June 7, 2013

Day 3 -Curriculum


Freedman’s chapter 3 made me rethink about art history as an art history student. I am always thinking about how to create a curriculum for K-12 kids to learn art history, this chapter gave me some new perspectives and clues. Since I was learning art history in an academic way, using time as a line, and actually spent a lot of time to memory movements and details. I think it maybe useful for an art historian, but do little help for younger students. Today’s art history curriculum should be different, time should be represented as a multidimensional space, rather than a line. It makes me think about the way ART21 website made. It organizes the artists based on what big idea the artists explore, rather than time or area. I think it is a more meaningful strategy to order. And today’s art curriculum should be visual culture study, not just fine art. “The fact is that not all art is good for us—or rather, any type of art may be good or bad for us—and the bad qualities of art should be addressed in school.” (Freedman, 53) In the past days, art is always related with good and beauty, but in today’s visual culture have a broader social context related culture and social issues. When we teach, we should blur the boundaries of fine arts and popular culture, opening up more possibilities for discussions connected with past, present and future.

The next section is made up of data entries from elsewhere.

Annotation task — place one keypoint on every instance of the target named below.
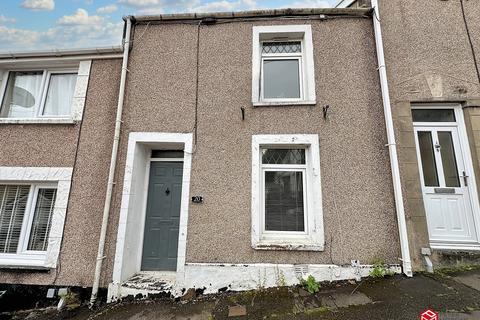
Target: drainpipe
(392, 146)
(113, 163)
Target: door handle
(464, 176)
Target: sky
(66, 24)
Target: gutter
(113, 162)
(274, 13)
(62, 53)
(392, 146)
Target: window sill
(37, 121)
(283, 103)
(288, 246)
(23, 261)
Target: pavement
(452, 294)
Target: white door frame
(468, 166)
(138, 160)
(165, 274)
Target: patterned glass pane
(450, 170)
(282, 47)
(42, 220)
(13, 201)
(284, 201)
(283, 156)
(433, 115)
(427, 155)
(281, 79)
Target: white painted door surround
(446, 174)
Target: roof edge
(255, 14)
(99, 51)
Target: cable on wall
(469, 36)
(195, 126)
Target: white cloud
(80, 17)
(38, 4)
(61, 37)
(107, 9)
(79, 30)
(4, 19)
(140, 3)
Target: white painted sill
(276, 245)
(37, 121)
(23, 261)
(283, 103)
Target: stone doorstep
(471, 280)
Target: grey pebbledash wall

Freedman’s chapter 4 is discussing about a topic I always care about—art and cognition. There are always some people come to me and ask how to interpret contemporary artworks since I was as art history major student. They always told me that every time they came to a contemporary art museum, they had no clue to understand it and felt frustrated. As Robert Solso said, “we are only able to understand the visual arts because of the information we have previously stored about visual features and meanings.” So when it comes to our younger students, we should care about what they are learning on an emotional level. And Freedman announced five general principles of constructivist conception learning:
1.     Learning is not the result of development; learning is development
2.     Disequilibrium facilitates learning.
3.     Reflective abstraction is the driving force of learning.
4.     Dialogue within a community engenders further thinking.
5.     Learning proceeds toward the development of structures.

Semali’s transmediation article discusses how to improve students’ communication ability to response to culture and social context using a range of sign systems. It is a fresh view to think about art curriculum. Educational equity is provided not merely by opening the doors of the school to the child, but by providing opportunities to the child to succeed once he or she arrives.

Serra’s art is about the basic stuff of sculpture, isolated and recast: mass, weight, volume, material. It is the situation talked about in Freedman’s chapter 4 that people had no previous visual knowledge of this kind of art would be afraid of. “There’s no coy narrative, no insider joke or historical allusion or meta-art theme.”” What matters in the end are your own reactions while moving through the sculptures, at a given moment, the works being Rorschachs of indeterminate meaning.”